What best practices can you recommend for controlling the performance of applications in the cloud?

Test before deployment, test after deployment, and test often. It’s important for cloud customers to test the right way -- which means, from the real-world perspective of end users in order to gain the truest, most realistic view of application and service performance. Only in this way can cloud customers determine what end user segments may be experiencing a performance issue, and then trace back through their Web application delivery chain to proactively identify and fix performance-impacting variables that stand between their end users and the cloud service provider’s data center.

The day should come when cloud service providers will comprehensively test and monitor performance quality (from the actual end user’s perspective, when appropriate) themselves, and be able to provide (and validate) more specific performance-based SLAs tailored to individual business needs. Ultimately, this ability to put forth more meaningful, relevant SLAs should be a key determinant as to whether a given cloud service provider makes it to “round two.” Until then, the onus for testing, measuring, and validating performance lies on the businesses considering or using cloud services.

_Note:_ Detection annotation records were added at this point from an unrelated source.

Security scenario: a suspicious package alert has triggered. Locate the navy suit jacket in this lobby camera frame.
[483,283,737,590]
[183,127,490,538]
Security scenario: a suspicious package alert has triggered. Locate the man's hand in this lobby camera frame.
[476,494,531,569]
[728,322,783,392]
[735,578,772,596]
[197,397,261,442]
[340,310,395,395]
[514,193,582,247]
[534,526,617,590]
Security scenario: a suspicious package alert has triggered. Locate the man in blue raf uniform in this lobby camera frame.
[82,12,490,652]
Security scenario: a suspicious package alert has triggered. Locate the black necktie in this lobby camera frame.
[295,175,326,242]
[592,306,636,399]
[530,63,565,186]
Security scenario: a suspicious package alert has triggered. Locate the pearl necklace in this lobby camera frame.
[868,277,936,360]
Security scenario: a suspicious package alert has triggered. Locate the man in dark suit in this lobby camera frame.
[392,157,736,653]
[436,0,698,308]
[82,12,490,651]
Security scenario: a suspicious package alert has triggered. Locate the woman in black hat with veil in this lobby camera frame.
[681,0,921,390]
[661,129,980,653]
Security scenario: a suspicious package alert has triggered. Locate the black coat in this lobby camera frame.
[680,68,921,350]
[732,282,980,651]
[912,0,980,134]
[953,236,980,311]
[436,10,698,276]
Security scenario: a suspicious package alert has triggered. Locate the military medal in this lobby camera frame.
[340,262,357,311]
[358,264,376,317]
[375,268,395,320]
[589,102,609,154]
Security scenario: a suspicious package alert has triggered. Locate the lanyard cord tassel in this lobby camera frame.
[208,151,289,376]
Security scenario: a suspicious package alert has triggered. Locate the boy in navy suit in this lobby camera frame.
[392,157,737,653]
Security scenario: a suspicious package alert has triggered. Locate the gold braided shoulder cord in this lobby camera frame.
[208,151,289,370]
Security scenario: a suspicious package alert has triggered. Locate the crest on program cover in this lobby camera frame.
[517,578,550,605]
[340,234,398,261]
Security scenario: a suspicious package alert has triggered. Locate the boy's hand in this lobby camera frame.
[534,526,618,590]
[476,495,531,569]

What role does Gomez play in this market?

Gomez’s Web load testing and performance management solutions use a comprehensive worldwide testing network comprising real user desktops and devices, which give businesses a critical, realistic first-hand view into how different end users around the world are experiencing their cloud-based services and applications. These solutions are available in an SaaS, pay-per-consumption model, which makes them fast and easy to use while giving businesses flexibility to test when they want and as often as they want. Gomez’s Web performance management services can be a key to creating and monitoring SLAs that drive greater confidence and wider adoption of cloud computing, helping businesses derive the flexibility, scalability, cost, and management benefits they seek while maintaining confidence and control over cloud-based application and service performance and end-user satisfaction.